Outros se fazem a mesma pergunta dois anos após a União Europeia estabelecer um acordo com a Turquia, que se destina a fechar a rota através do mar Egeu para aqueles que pediam asilo, muitos motivados por guerras na Síria, no Iraque e no Afeganistão.
Desde então, milhares de pessoas ficaram encalhadas em Lesbos, dispostas a voltar aos países que tinham deixado, incapazes de seguir em frente, em direção às oportunidades que esperavam encontrar na Europa. Embora os números sejam menores, refugiados continuam chegando.

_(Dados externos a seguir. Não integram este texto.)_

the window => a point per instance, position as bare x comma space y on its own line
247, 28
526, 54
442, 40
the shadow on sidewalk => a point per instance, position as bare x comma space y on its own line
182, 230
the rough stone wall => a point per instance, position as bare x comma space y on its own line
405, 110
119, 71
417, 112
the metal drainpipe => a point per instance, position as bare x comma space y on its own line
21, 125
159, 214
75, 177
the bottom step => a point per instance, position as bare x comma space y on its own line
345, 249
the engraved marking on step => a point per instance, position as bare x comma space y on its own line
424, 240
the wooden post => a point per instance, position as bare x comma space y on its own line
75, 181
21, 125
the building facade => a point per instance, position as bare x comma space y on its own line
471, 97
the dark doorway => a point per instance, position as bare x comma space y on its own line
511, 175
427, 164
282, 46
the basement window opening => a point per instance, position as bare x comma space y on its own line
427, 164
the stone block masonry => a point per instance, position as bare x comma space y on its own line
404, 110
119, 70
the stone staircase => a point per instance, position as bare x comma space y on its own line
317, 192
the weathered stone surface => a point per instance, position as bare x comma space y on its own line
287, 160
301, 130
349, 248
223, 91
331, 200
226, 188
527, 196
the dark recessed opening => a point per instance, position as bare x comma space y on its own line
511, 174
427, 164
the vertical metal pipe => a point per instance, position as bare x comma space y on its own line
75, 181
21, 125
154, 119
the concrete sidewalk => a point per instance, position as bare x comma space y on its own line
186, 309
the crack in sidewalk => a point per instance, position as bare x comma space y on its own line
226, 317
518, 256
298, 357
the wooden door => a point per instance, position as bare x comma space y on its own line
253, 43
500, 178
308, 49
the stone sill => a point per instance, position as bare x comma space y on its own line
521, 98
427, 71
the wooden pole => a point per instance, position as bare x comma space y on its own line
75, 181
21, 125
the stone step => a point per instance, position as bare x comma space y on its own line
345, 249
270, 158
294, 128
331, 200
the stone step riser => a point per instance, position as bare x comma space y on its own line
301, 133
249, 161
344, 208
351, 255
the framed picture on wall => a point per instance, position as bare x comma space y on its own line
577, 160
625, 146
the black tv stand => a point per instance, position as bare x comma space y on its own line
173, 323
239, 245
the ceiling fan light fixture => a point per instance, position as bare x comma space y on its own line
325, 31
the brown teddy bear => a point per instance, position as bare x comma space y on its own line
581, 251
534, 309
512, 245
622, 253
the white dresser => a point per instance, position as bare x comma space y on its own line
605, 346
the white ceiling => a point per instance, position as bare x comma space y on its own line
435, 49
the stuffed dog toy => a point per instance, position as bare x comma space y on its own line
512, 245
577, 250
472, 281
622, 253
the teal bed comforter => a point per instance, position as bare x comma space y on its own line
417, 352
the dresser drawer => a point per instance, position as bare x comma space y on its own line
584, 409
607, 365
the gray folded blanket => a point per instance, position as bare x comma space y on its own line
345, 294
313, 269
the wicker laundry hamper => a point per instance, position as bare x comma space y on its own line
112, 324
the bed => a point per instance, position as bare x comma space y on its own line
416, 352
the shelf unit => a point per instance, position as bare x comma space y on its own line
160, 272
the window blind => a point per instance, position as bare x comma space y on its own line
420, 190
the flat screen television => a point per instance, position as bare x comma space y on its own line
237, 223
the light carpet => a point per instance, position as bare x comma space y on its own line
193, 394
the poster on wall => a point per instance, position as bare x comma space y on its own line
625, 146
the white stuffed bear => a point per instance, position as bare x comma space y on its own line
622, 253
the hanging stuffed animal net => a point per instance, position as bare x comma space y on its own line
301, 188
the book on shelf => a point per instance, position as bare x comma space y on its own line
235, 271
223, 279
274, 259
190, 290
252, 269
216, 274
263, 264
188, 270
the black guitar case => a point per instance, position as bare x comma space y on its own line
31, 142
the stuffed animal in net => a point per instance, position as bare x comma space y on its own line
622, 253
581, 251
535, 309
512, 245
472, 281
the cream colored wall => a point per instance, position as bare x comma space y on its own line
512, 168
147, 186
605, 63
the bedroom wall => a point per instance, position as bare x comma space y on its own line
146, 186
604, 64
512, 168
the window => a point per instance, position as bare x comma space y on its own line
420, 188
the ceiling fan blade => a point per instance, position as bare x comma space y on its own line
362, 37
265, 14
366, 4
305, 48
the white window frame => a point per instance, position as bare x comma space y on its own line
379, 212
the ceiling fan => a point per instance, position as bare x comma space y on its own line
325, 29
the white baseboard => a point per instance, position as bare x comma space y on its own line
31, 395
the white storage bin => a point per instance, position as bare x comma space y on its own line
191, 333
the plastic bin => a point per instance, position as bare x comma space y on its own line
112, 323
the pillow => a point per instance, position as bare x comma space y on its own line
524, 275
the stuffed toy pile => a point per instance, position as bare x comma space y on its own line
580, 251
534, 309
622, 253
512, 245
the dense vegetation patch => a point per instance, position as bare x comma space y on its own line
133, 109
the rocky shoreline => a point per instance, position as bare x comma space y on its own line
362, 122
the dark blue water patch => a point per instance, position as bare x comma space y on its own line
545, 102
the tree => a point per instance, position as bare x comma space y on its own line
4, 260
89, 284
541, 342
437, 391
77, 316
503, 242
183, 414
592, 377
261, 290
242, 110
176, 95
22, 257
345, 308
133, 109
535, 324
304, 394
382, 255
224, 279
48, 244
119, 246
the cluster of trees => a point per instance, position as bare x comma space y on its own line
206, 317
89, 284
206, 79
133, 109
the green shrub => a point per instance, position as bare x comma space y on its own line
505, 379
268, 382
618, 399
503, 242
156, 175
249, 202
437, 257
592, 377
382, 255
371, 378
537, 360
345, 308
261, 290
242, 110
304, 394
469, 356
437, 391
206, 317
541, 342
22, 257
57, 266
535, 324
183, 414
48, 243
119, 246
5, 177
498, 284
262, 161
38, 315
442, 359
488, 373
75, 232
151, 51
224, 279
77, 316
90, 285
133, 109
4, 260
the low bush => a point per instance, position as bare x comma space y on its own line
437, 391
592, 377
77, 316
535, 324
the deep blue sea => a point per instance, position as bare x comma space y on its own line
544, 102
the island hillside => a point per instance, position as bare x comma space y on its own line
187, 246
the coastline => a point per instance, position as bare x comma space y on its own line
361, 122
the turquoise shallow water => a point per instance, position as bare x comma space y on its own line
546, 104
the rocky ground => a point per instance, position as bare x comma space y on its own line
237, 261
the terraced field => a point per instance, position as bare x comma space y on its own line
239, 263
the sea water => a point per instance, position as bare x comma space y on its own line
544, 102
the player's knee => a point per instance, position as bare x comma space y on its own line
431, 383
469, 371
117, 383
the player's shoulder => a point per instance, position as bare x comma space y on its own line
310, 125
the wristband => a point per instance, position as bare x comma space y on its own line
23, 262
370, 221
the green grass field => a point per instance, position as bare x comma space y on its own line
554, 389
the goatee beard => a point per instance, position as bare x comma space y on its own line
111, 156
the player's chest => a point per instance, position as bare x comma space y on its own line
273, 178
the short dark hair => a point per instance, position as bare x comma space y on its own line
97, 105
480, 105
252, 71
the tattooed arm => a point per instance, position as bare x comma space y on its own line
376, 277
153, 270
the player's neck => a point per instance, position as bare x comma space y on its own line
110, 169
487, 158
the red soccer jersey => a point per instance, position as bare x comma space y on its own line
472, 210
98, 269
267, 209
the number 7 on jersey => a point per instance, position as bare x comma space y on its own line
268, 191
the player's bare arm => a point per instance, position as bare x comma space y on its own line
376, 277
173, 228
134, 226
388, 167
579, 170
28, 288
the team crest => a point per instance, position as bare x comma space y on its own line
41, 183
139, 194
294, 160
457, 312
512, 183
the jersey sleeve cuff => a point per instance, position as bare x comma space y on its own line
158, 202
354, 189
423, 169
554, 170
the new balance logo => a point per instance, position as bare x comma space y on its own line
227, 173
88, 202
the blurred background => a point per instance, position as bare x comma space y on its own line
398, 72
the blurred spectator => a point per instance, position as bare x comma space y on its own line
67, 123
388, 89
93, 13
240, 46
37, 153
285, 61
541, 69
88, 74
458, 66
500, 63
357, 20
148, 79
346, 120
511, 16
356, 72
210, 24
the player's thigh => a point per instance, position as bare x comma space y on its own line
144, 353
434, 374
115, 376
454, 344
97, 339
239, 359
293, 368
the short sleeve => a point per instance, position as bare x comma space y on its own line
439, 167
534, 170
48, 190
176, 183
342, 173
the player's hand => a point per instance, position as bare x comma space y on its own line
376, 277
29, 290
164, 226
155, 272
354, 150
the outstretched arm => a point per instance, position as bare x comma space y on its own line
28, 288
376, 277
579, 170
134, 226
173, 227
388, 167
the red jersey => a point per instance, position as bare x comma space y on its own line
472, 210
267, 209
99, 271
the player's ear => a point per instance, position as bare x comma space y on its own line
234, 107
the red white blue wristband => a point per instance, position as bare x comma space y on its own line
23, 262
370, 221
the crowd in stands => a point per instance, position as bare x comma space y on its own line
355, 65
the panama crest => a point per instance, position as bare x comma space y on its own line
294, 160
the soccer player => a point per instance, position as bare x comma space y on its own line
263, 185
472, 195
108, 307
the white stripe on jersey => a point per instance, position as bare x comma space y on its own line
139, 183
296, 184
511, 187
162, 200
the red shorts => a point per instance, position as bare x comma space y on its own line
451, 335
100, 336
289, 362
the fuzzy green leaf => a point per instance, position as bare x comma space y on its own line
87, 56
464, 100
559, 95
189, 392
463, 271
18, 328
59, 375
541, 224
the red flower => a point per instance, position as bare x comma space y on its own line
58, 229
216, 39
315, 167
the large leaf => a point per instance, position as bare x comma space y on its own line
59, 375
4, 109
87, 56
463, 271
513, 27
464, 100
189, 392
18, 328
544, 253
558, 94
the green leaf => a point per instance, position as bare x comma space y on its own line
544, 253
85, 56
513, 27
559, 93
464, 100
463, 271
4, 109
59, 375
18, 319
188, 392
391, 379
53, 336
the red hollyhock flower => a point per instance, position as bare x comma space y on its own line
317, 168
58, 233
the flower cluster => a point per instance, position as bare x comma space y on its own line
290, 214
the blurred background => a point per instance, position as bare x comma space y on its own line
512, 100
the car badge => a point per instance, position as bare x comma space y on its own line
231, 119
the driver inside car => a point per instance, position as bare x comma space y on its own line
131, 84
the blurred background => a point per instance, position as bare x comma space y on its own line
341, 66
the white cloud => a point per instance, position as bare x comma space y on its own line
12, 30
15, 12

Os sortudos, cujos pedidos de asilo são aceitos, acabam sendo enviados para a Grécia continental. Aqueles cujos pedidos são rejeitados (é possível tentar duas vezes) são enviados de volta à Turquia, como parte do acordo com a UE.
Mas nenhum dos países, ao que parece, está motivado a aceitá-los. As autoridades gregas peneiram lentamente os casos, algumas vezes levam meses, enquanto aqueles necessitados de asilo vivem no limbo, presos a condições tão deploráveis que o Papa Francisco comparou a um campo de concentração.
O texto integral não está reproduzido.